PARTITION BY is a window function that allows users to split records based on one feature and perform a process separately on each group. It is similar to the GROUP BY function. However, it does not return a summary of the records. It outputs the results of the operation alongside individual records, preserving their granularity and making data analysis easier. SQL PARTITION BY is commonly used with aggregate functions such as AVG, MAX, and MIN but can also be used with RANK, DENSE_RANK, ORDER_BY, and other non-aggregate functions.

If you would like to gain a better understanding of important SQL functions, Interview Query is here to assist you. We have articles explaining different SQL functions, including GROUP BY, JOINs, CASE WHEN, and Cumulative Sum. If you’re interested in a structured approach to improving your SQL skills, you can also check out our SQL learning path, which is designed to help you prepare for SQL interview questions. You can also find more SQL interview questions in our question bank.
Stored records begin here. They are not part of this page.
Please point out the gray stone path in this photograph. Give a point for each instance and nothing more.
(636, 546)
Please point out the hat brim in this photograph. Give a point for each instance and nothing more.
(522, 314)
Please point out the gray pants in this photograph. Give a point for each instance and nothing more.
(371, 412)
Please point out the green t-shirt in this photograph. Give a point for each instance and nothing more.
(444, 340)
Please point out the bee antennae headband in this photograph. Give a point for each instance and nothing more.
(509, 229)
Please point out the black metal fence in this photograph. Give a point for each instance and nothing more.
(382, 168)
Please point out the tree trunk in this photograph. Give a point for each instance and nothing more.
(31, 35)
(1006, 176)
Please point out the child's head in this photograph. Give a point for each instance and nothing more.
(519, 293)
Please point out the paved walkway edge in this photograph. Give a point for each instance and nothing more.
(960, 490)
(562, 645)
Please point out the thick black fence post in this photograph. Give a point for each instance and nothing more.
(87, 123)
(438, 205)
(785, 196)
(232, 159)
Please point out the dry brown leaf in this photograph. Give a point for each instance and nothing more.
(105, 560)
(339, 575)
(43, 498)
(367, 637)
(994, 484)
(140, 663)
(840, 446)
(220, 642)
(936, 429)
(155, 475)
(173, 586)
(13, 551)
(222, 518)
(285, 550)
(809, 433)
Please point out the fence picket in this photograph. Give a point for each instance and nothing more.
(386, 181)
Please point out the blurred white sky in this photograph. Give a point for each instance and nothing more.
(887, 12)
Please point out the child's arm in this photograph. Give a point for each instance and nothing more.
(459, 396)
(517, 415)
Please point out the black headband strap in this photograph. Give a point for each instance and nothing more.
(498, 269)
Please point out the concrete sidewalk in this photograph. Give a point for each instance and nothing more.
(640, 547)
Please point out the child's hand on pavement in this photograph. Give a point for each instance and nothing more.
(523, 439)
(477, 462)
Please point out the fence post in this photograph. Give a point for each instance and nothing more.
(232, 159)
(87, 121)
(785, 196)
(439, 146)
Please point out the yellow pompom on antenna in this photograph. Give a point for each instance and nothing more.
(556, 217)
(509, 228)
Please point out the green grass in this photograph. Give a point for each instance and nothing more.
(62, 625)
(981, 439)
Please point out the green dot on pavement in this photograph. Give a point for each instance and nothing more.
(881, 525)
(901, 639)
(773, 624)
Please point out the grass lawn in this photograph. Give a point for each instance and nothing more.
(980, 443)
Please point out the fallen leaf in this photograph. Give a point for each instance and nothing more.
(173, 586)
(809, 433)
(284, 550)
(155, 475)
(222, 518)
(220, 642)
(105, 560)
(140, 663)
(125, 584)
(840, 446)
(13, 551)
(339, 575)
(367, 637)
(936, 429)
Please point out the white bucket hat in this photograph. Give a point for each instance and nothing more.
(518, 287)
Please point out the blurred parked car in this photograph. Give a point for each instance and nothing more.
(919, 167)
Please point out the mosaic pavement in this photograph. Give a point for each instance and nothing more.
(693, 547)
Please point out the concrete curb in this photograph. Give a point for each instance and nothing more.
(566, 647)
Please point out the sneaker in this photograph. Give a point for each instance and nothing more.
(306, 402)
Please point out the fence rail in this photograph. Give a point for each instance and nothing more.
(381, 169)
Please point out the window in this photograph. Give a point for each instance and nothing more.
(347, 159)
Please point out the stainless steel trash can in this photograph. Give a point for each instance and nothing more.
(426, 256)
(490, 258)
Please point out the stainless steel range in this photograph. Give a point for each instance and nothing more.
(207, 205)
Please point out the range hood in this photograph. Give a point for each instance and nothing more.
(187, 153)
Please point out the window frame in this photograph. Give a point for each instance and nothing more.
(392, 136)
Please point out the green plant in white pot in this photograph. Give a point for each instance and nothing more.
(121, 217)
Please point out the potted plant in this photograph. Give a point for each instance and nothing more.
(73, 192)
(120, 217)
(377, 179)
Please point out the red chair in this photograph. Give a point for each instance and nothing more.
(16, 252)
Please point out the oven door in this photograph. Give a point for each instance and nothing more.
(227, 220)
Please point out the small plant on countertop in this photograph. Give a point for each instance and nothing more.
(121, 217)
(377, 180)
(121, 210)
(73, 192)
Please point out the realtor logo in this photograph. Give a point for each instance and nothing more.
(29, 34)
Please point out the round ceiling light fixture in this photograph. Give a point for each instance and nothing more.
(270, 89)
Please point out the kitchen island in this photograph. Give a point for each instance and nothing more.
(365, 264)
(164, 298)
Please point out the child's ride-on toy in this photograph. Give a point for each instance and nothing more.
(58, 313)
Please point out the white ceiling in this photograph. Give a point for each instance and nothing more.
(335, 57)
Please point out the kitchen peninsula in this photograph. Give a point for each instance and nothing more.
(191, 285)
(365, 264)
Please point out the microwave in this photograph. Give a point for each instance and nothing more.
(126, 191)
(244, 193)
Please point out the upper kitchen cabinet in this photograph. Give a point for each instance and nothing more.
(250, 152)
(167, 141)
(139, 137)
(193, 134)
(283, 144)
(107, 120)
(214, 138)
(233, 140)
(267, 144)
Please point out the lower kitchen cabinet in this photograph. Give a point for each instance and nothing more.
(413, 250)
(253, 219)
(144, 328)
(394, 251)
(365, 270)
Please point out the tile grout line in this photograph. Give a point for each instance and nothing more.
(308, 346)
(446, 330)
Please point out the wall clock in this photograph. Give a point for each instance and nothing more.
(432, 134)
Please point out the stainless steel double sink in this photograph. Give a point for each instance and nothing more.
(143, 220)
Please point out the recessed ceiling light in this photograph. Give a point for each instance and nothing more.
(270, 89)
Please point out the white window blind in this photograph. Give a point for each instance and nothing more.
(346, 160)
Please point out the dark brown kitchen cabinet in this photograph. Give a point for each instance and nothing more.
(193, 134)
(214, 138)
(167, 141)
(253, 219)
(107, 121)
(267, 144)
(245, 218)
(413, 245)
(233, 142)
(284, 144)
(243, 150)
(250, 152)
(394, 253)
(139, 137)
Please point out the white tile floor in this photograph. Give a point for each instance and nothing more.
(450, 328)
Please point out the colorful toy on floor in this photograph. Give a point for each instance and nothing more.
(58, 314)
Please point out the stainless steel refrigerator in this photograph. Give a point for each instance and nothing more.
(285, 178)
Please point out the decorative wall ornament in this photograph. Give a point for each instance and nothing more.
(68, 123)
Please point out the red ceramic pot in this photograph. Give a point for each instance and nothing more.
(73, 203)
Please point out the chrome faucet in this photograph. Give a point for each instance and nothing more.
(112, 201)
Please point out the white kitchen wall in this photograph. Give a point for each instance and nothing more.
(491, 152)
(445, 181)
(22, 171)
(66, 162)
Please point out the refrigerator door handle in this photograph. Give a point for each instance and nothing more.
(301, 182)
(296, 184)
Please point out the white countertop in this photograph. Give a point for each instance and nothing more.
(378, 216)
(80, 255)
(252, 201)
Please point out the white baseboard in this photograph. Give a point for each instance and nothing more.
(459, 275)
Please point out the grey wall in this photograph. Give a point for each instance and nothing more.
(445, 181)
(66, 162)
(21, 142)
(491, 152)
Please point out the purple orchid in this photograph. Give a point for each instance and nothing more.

Finally, if you’ve got an interview coming up, feel free to try the other resources we offer, including our AI interviewer and company interview guides.

SQL PARTITION BY can help you level up your analytics skills when using SQL, and we hope this guide has helped you understand when and how to use it.